On Wed,12/28/2016 10:02 AM, Aaron Kreider wrote:
Over Christmas I built a temporary/quick beverage antenna in a rural
area, but it had a very high noise level. I had chokes on everything
which helped, but as I hadn't a lot of planning - I ended up
connecting two pieces of coax together with 50 ohm and 75 ohm reactance.
Would this impedance mismatch cause any problems with the Type 43
toroids?
No.
If not, then I'm guessing I wasn't far enough away from the house
(50-75 feet away), and/or the house had a very dirty AC power. The
location was perhaps 20-30 acres - so I could get further away from
the house and electrical lines.
It is a MAJOR mistake to think of power lines as the only source of RF
noise. Study http://audiosystemsgroup.com/KillingReceiveNoise.pdf and
use its guidelines to chase down and eliminate as many of the sources of
noise as possible. As the tutorial notes, the average home has several
dozen nasty noise sources.
The noise level at 500 khz was around 20-30 uV and below 100 khz there
were spikes up to S9 + 40 db. It was pretty clean above 3-4 mhz (so
this also points to the toroids working better at higher frequencies).
This may be as much the result of the spectra of the noise source(s)

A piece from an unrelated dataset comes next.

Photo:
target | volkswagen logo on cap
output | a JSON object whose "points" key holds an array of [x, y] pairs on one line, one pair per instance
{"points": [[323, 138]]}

than the choke(s). Switching power supplies and other similar noise
sources have spectra that is strongest at LF and below, but still quite
strong well into the HF range.
BUT -- #43 material is a very poor choice for that frequency range. #31
is far better, and a choke will need a LOT of turns on a choke for it to
be effective below 160M. I would start with 20 turns for 160M, 30 turns
for the AM broadcast band, and 40 turns to go lower. A choke wound on
#31 is effective over a frequency range of about 8:1. You need to decide
what frequency range you care most about and use one or more chokes
tuned to different parts of that range if it's greater than that.